Overall, that means Tol has a 40% error rate in identifying identical papers. Further, inclusion of the duplicate abstract that Tol missed shows him to have overstated the error rate. To have so high an error rate in a Comment in which Tol suggests Cook et al insufficiently checked their data is ironic. Clearly, in that regard, Tol is a far worse offender.
Of course, we knew that already, prior to the detailed check. Cook et al in fact report the error rate for inconsistent rating (33%). That report is based on the full sample. Tol has been disputing that statistic based on a sample of four out twelve thousand papers. Given that he knows anything about statistics, he knows that his sample size was too small to say anything intelligent about the rate of inconsistent ratings. Nevertheless, he proceeded to do so. As in the first gaffe above, Tol has been presenting as evidence data which he knows to not be able to support his claims.
What is worse, he has done so in the full knowledge that better data was available, and was presented in the paper he was critiquing.
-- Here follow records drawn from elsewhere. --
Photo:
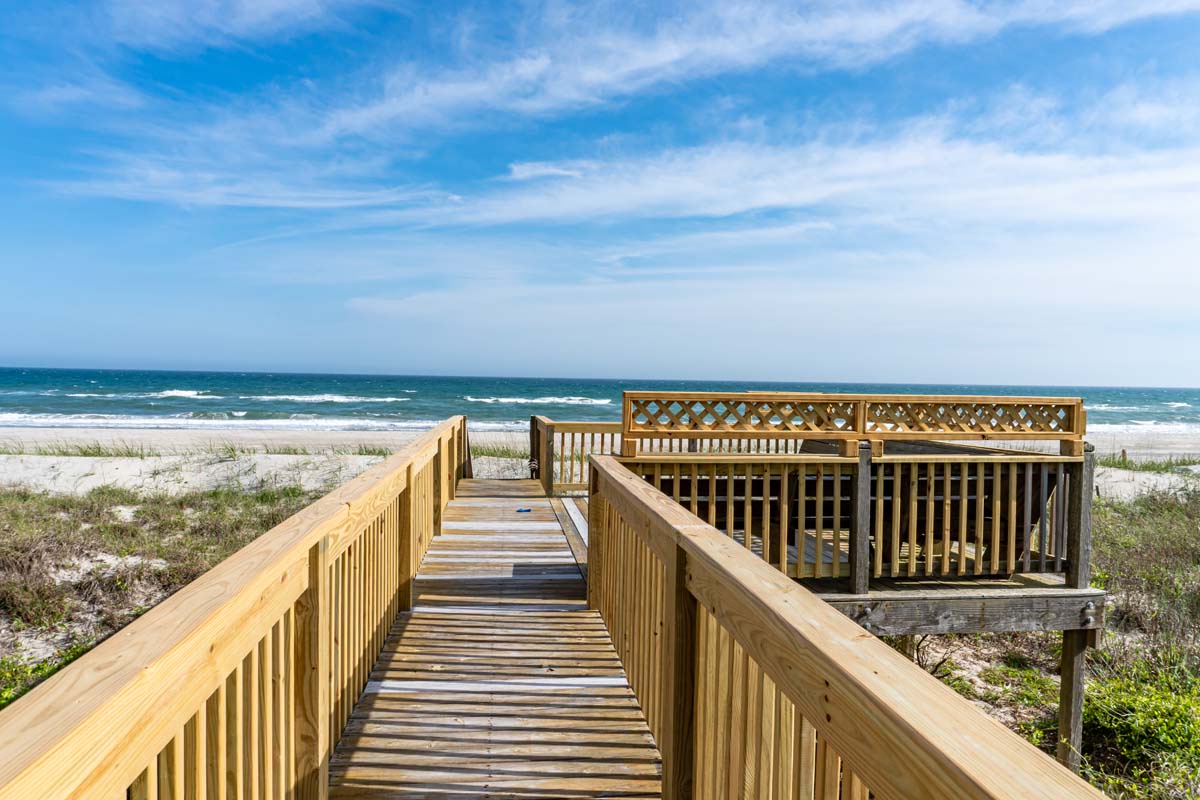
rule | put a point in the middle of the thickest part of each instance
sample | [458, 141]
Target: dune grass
[76, 569]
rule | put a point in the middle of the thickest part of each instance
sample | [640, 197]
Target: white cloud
[166, 24]
[586, 56]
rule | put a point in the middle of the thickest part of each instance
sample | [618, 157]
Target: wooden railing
[559, 451]
[755, 687]
[822, 516]
[815, 416]
[239, 684]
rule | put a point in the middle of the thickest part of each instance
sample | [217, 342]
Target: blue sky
[934, 191]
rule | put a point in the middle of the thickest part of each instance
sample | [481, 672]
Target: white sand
[190, 459]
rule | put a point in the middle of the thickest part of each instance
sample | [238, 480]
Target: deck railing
[820, 416]
[239, 684]
[559, 451]
[755, 687]
[822, 516]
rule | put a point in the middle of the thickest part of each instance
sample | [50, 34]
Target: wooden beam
[677, 745]
[1071, 698]
[861, 522]
[946, 612]
[311, 702]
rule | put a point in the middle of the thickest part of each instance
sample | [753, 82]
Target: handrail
[682, 601]
[249, 672]
[814, 415]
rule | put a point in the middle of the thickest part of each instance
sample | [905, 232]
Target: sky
[906, 191]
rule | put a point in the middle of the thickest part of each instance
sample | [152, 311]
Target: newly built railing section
[754, 687]
[239, 685]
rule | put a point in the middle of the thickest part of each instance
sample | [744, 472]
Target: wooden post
[439, 464]
[407, 533]
[534, 449]
[679, 659]
[546, 464]
[861, 523]
[1071, 698]
[597, 535]
[1074, 643]
[311, 689]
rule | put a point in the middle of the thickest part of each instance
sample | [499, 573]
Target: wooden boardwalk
[499, 683]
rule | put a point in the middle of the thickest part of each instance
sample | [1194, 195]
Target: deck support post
[679, 660]
[534, 449]
[1074, 642]
[861, 522]
[311, 692]
[597, 535]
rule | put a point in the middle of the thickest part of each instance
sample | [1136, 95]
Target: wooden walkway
[499, 683]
He dismissed that data as mere "hearsay". The dismissal is absurd. The data was reported in the scientific paper. That it was only part of the relevant data is irrelevant to whether or not it was reported; and if partial data constitutes mere hearsay when presented in a scientific paper, so also would the full data. Tol has not found a reason to ignore the better data that he finds inconvenient. Rather, he has found a label to maintain a convenient but ill founded belief in the face of contrary evidence.
To summarize, in these two examples, Tol has shown an inclination to literally irrational critiques of Cook et al. He has tried to present as evidence data which literally cannot, ie, it is logically impossible that it should be able to, support the claims he makes; or which by reason of the small sample size, cannot rationally be projected in the way that he does. In doing so, he has shown a woeful inability to vet his data for validity. Tol, by all accounts, is an intelligent man, and is certainly well educated in statistics. His gaffes are, therefore, not explicable by lack of intelligence or understanding. They are most easily explained by a determination to cast Cook et al in the most negative light possible, regardless of the evidence. This overwhelming bias in his analysis of Cook et al has been seen in other aspects of this "Comment".